Dengan bimbingan Balai Proteksi Tanaman Pangan dan Hortikultura (BPTPH) propinsi Jawa Barat, kini kelompoknya telah mampu memperbanyak Trikokompos, PGPR dan pestisida nabati. 

"Sebelumnya kami memang memakai pupuk kandang yang kami fermentasi sendiri, sekarang dengan pendampingan fasilitator yg disiapkan oleh BPTPH, kami sudah bisa memproduksi dan menggunakan trichoderma, dan PGPR, sehingga tanaman menjadi lebih subur dan tahan terhadap hama dan penyakit", ujarnya.

Direktur Perlindungan Hortikultura, Sriwijayanti Yusuf menyampaikan, apresiasi yang setinggi- tingginya atas upaya kelompk tani Cipta Mandiri, dalam menyediakan pangan sehat, serta melestarikan tanaman obat yang mulai jarang dibudidayakan.

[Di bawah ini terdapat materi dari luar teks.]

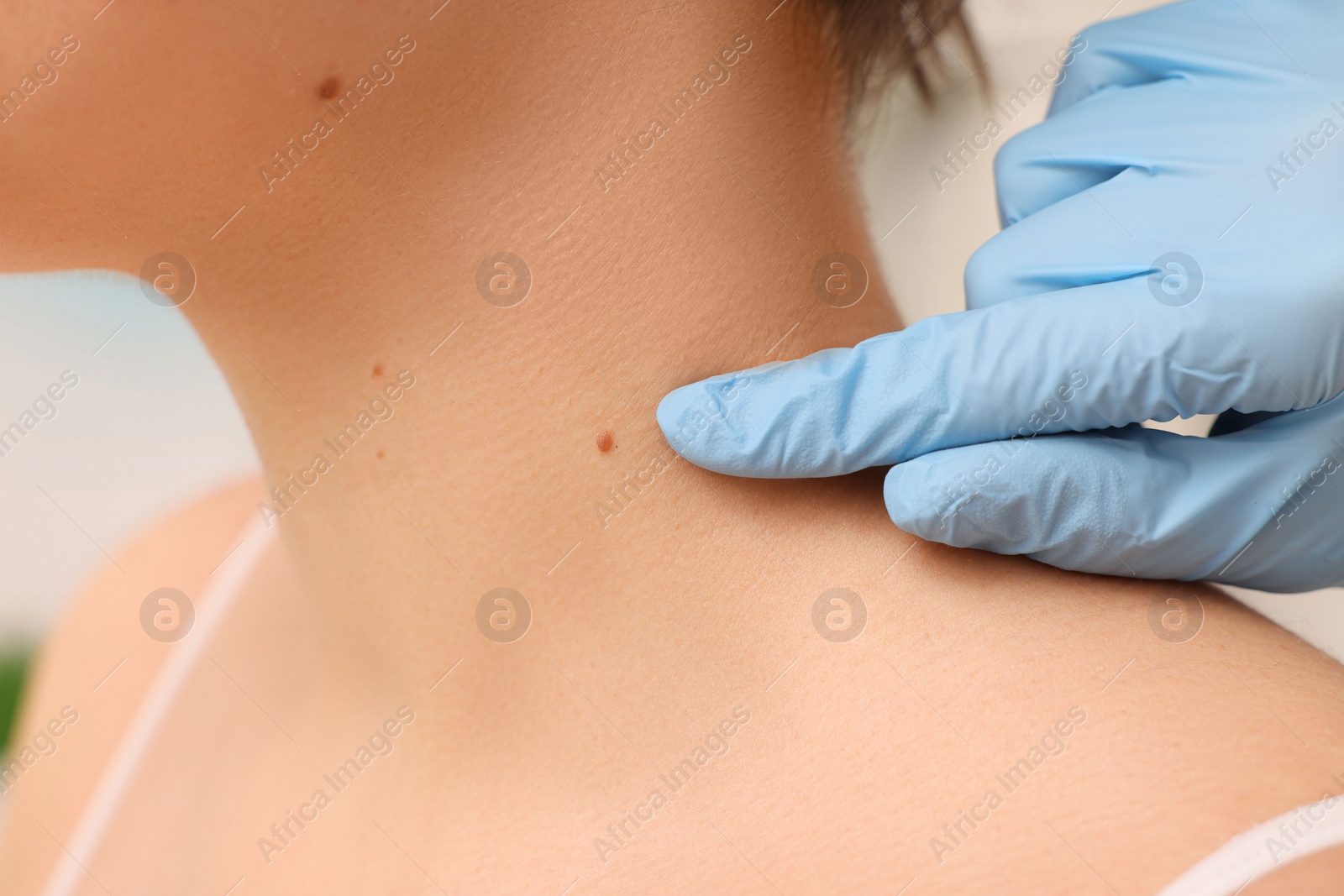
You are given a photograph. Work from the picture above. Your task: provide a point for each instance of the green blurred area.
(13, 667)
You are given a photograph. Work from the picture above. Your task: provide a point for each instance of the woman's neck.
(427, 441)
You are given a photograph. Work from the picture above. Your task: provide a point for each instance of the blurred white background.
(151, 423)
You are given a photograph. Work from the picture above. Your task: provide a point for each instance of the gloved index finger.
(1075, 360)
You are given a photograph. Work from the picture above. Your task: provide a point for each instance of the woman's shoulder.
(93, 669)
(181, 551)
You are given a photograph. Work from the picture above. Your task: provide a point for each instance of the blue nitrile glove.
(1173, 248)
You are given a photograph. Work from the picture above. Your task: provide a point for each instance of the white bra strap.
(1263, 849)
(183, 658)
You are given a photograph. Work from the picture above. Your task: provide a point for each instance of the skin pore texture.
(672, 618)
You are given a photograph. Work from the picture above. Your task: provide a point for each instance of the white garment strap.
(183, 658)
(1263, 849)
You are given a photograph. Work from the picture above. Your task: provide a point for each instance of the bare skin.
(655, 621)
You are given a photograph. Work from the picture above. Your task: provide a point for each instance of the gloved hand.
(1173, 246)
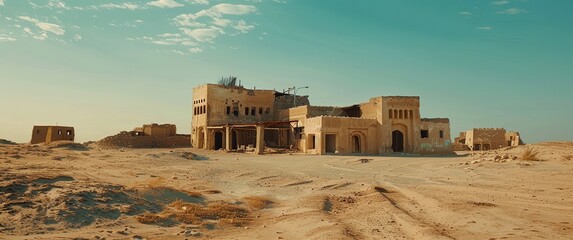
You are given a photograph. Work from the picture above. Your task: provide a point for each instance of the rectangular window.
(424, 134)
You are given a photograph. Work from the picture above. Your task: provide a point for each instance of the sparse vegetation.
(150, 218)
(157, 182)
(196, 213)
(258, 202)
(530, 154)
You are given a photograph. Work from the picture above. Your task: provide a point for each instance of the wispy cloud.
(501, 2)
(204, 2)
(204, 34)
(512, 11)
(4, 38)
(485, 28)
(219, 10)
(130, 6)
(50, 27)
(206, 25)
(195, 50)
(165, 4)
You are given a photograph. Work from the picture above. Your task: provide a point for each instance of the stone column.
(228, 138)
(260, 139)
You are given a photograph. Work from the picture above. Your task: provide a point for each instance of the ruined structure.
(231, 118)
(47, 134)
(148, 136)
(487, 139)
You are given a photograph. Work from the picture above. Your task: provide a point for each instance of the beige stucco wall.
(163, 130)
(489, 138)
(47, 134)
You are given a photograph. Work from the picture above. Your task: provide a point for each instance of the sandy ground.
(64, 192)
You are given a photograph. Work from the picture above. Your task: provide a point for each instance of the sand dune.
(67, 191)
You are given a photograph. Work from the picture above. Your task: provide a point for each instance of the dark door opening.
(218, 140)
(330, 143)
(356, 144)
(234, 140)
(397, 141)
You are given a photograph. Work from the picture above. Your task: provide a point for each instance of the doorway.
(218, 140)
(356, 144)
(330, 143)
(397, 141)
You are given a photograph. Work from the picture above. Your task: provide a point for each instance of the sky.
(105, 66)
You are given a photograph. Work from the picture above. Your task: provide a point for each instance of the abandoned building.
(47, 134)
(487, 139)
(233, 118)
(148, 136)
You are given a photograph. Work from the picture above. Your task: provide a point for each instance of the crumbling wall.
(127, 139)
(47, 134)
(287, 101)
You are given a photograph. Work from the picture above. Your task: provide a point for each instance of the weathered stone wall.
(287, 101)
(47, 134)
(126, 139)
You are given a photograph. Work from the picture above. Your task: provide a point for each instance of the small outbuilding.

"Saya berharap Asep dan kelompok secara terus menerus mengajak yang lain untuk melestarikan tanaman herbal dengan budidaya Organik", ucap Wahid Syarifuddin, mewakili BPTPH Propinsi Jawa Barat.

Wahid menyatakan dukungannya untuk pengembangan Desa Pertanian Organik berbasis Hortikultura, dengan menyediakan bantuan fisik, bimbingan dan pendampingan teknis.

Wahid juga menyampaikan impiannya untuk dapat mengembangkan wilayah Cimenyan menjadi kawasan agrowisata khusus bagi pengembangan herbal organik, dengan mempromosikan usaha KT Cipta Mandiri yang telah sukses mengembangkan Warung Langit dan Kebun Langitnya.